I snapped a couple of photos and posted on a homesteading Facebook group explaining the cause, and asking the question: Do I need to start over? Despite my commitment to these little farmers market seedlings, I also REALLY want tomatoes this summer, and these bad boys are taking up three giant pots in my backyard, which is prime real estate, so I need them to produce.
So far, I’ve gotten a couple of responses to the post. The good news: no one has said that I have to toss them. They recommended trimming the really afflicted leaves, and then finding a natural anti-fungal.
Okay. Okay, I can do that. Fix them rather than toss them, I’m in.
A few sites recommended liquid copper as an organic solution to help stop the spread. So, I decided on a combination plan of attack. I trimmed the leaves with the most brown spots, tossing them in the trash. (FYI, this type of fungus can live in the soil for 3 years. Do not compost these leaves. Wash your hands between plants, and wash your scissors/trimmers.)

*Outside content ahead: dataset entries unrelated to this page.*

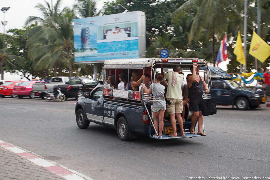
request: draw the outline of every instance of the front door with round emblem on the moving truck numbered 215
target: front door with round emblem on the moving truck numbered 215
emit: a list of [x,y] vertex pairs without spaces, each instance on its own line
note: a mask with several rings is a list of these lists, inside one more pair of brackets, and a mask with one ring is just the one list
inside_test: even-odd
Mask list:
[[96,88],[92,93],[90,99],[87,99],[85,103],[87,119],[91,119],[97,122],[103,122],[102,110],[102,88]]

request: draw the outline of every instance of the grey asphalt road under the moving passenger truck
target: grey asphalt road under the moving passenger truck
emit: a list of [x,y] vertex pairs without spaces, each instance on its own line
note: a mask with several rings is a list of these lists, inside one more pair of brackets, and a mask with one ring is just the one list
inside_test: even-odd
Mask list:
[[270,108],[220,107],[204,117],[205,137],[128,142],[116,130],[76,125],[75,99],[0,98],[0,140],[94,180],[269,177]]

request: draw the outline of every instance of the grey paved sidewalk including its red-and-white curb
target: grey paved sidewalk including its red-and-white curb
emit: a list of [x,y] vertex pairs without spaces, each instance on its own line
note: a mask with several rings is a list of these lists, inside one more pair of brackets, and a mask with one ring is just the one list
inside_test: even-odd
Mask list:
[[32,153],[0,140],[1,180],[85,180]]

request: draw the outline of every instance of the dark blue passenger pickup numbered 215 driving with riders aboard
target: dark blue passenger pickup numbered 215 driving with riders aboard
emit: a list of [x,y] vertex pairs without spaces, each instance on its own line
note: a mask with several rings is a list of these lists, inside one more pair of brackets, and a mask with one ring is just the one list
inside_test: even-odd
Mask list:
[[[100,76],[103,82],[111,74],[114,74],[117,80],[120,73],[126,73],[128,79],[130,79],[132,71],[136,69],[140,74],[151,74],[152,82],[155,82],[155,74],[158,70],[160,71],[161,65],[166,65],[165,71],[167,72],[172,71],[176,64],[181,64],[183,71],[189,71],[194,62],[199,64],[199,67],[207,67],[207,63],[203,59],[106,60]],[[156,130],[153,127],[151,105],[145,102],[145,100],[149,100],[148,96],[149,94],[145,95],[140,91],[110,89],[104,88],[102,84],[97,85],[93,91],[86,92],[84,97],[77,99],[75,106],[76,123],[82,129],[88,128],[90,122],[114,128],[117,130],[120,140],[124,141],[137,137],[137,134],[149,134],[153,138]],[[191,117],[192,112],[189,113],[187,110],[184,122],[184,130],[186,131],[190,129]],[[178,123],[176,125],[179,126]],[[185,137],[168,137],[167,134],[172,132],[170,118],[165,119],[164,135],[159,140],[201,136],[188,132],[185,133]]]

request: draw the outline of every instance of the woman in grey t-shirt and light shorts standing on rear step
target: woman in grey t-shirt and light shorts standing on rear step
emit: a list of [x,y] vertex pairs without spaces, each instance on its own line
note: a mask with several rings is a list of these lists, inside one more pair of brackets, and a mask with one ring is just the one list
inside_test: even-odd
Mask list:
[[[154,118],[154,126],[156,131],[158,132],[158,113],[159,113],[159,133],[153,135],[153,137],[162,138],[162,131],[163,131],[163,118],[164,113],[166,110],[166,102],[164,98],[165,93],[165,87],[164,85],[161,85],[160,82],[162,82],[162,76],[160,73],[156,75],[155,78],[155,88],[153,88],[153,83],[150,85],[150,89],[146,89],[146,85],[142,83],[142,88],[144,88],[145,93],[151,94],[153,91],[153,118]],[[163,100],[162,100],[163,97]],[[151,97],[149,97],[151,99]]]

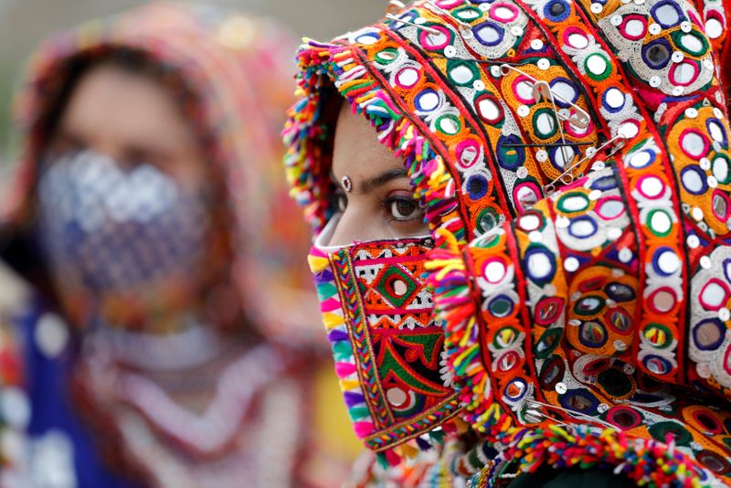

I also hopped on Amazon and ordered a highly rated liquid copper fungicide. I even paid for next day shipping, even though 2 day would have been free. I’m a freak, I get it. But, it appeared so fast! I looked at the plants this weekend, and it’s only Monday and suddenly they’re covered.
Time is clearly of the essence.
So, tomorrow I will drench my little plants with liquid copper and hope for the best. It’s still early enough that I could technically start over, grab some new soil and plants, but I want to give them the opportunity to rebound. I’m hoping I’ll be able to tell if the fungus continues to spread, and if the plants rebound from having a good deal of their leaves removed.